What can the first four SATs from 2015 tell us about the four Bluebook digital SATs?
Lessons learned from the last College Board revamp
We only have four digital SATs, with two more promised1 for 2024. Are they just as good as real tests? I analyzed the last batch of “pre-tests” and compared them to 10 actual tests that were released through the QAS program.
Background
When the College Board changed the SAT in 2015, they released four tests2. These tests had not been administered to students – they didn’t produce scores that were then sent to schools. Rather, they were released to give students an idea of what was on the test. Now that this version of the SAT is about to disappear, it’s worth taking another look at these tests. How accurate were they? What lessons can we take from them as we attempt to work with the four digital SATs in Bluebook, which are also not official tests?

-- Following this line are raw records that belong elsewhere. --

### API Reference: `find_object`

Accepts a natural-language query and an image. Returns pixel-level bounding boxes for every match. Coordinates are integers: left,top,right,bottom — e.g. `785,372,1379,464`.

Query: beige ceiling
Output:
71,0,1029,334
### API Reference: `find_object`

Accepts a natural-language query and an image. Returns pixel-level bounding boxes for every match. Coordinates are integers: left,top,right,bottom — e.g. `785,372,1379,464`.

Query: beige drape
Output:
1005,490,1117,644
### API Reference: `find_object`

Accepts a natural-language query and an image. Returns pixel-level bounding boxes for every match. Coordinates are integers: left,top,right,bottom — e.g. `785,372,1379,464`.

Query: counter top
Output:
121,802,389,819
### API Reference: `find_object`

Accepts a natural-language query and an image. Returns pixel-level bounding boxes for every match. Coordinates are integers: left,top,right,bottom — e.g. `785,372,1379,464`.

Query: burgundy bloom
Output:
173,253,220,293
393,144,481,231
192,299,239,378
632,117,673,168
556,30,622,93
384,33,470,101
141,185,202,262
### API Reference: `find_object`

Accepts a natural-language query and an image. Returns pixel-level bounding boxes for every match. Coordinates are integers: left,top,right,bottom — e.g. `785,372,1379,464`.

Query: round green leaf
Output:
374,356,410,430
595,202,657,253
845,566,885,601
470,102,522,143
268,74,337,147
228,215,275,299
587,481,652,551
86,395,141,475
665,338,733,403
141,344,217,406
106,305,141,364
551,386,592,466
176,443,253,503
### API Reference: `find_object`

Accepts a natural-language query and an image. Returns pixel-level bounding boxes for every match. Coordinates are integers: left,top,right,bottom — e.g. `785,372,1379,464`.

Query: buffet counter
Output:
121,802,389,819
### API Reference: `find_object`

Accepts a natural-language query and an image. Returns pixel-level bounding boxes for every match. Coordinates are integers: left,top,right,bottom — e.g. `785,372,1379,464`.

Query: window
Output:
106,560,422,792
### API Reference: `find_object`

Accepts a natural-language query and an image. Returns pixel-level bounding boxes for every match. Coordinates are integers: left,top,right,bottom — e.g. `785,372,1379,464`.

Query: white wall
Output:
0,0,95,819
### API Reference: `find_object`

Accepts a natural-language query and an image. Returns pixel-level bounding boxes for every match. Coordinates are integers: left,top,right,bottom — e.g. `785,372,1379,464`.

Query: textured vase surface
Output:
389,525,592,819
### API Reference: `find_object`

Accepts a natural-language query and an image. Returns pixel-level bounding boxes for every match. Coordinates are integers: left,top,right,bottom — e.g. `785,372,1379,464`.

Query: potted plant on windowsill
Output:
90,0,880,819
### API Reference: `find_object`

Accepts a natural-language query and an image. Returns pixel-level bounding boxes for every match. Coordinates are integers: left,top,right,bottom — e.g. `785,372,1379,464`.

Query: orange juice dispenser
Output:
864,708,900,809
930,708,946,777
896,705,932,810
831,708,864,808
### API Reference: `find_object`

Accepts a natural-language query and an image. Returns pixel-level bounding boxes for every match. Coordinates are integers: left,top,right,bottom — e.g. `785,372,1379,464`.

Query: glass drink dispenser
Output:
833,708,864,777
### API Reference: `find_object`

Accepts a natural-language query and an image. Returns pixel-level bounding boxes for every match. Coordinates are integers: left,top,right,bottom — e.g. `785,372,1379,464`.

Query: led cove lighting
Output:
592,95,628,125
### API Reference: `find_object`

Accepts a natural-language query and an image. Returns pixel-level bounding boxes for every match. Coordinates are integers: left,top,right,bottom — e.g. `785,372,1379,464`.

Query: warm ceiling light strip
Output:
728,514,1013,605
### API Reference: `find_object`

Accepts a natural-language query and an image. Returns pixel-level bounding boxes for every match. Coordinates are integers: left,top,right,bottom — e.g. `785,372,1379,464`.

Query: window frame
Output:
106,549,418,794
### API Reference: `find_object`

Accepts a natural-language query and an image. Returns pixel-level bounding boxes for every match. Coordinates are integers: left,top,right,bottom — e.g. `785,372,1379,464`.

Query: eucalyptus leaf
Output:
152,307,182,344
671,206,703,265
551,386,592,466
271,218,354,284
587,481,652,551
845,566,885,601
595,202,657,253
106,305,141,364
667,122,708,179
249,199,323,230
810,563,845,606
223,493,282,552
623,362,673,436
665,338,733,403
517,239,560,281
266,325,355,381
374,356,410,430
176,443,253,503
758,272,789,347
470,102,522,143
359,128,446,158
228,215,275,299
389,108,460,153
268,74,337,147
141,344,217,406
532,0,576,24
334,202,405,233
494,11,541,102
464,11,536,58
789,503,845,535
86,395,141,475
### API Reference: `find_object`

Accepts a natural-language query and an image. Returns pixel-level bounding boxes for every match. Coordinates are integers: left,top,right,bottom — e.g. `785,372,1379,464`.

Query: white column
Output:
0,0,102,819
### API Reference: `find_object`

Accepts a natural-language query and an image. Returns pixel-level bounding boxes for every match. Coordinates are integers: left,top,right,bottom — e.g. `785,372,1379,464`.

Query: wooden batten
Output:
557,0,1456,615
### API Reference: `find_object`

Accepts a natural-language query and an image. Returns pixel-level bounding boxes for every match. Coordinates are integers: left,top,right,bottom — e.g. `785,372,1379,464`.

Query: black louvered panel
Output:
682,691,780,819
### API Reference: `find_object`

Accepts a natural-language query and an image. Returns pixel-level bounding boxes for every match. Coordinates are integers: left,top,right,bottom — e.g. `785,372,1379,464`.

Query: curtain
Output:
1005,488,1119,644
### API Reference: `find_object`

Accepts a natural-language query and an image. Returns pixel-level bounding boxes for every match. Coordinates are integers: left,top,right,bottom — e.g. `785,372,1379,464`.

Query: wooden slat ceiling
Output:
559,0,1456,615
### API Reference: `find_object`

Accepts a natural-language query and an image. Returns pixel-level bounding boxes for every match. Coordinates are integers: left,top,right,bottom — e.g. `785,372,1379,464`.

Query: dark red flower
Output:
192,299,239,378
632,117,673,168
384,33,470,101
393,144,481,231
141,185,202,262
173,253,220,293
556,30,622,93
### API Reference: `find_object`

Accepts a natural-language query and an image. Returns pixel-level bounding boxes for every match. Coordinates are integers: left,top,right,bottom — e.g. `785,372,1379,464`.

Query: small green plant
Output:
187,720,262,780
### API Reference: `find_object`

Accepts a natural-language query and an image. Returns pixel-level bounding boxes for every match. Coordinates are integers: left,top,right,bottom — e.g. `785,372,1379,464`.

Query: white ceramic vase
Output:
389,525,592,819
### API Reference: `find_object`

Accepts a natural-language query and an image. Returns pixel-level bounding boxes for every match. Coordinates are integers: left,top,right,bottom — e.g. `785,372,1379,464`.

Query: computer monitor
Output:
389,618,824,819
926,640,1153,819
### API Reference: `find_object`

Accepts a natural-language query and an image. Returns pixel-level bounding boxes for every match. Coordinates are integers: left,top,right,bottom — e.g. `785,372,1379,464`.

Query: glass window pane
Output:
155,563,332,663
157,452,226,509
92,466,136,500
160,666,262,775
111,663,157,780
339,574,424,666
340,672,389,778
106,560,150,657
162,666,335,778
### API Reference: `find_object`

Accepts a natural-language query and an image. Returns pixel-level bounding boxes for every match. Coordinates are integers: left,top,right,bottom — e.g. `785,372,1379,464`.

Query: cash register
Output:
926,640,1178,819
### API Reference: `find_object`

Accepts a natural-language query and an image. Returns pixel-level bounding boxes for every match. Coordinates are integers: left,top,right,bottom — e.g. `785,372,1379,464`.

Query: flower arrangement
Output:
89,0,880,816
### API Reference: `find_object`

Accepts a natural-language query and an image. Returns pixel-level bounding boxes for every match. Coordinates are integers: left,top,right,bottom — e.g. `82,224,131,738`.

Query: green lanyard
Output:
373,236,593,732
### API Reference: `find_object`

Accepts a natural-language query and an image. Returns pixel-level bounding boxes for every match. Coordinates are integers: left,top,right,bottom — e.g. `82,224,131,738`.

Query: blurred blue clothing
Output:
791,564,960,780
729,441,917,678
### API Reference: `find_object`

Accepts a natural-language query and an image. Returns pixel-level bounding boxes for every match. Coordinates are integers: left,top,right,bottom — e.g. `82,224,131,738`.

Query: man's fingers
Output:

While I do think they were extremely useful (and I think the Bluebook tests will be too), the four tests from 2015 were quite inaccurate in a lot of ways.
The Ugly
Some questions just never3 appeared on a real test. Polynomial long division showed up 3 times in the first four tests, but never on real ones. Also, two of the tests (Test 2 and Test 4) were eventually removed from Khan Academy, presumably because they did not reflect the content of the test.
The Weird
A lot of questions were just…off. Look at this Algebra Moves question from Test 1:
The skill is worth covering – they ask students to isolate variables all the time – but it’s rare to see such complicated expressions.
Here’s another one from Test 3:
These are still useful questions. They cover concepts that are on the test (isolating variables, vertical angles, 180 degrees in a line), but the style is strange. Many of the questions were very wordy, or took a long time to solve. In all, I marked 17 questions as weird, and, for what it’s worth, they were distributed fairly evenly between the four tests – it’s not like all of them were in the outcast Tests 2 and 4.
The Inaccurate
Let’s start with linear equations. They are a staple of the current test. If you don’t include any systems (only questions that are limited to slope and y-intercept), they still account for about 18% of the questions. Yet on Tests 1 - 4, they accounted for only 9% of the questions. Quadratics were under-represented as well: just under 9% of the questions were quadratic on Tests 1 - 4, but over 12% of the recent test questions have been related to quadratics. Meanwhile, over 10% of the questions on Test 1 - 4 pertained to systems (on current SATs it’s closer to 7%).
The differences were even more obvious at the more granular ‘question type’ level. If you went by the first four tests, you’d think inequalities would appear 2- 3 times per test (in fact, it was closer to once per test), and that no solution questions were relatively uncommon (they showed up almost every test). Here are several more examples:
Over-represented4: circle proportions, absolute value equations, radians, systems with three equations, sin(x) = cos(90 - x).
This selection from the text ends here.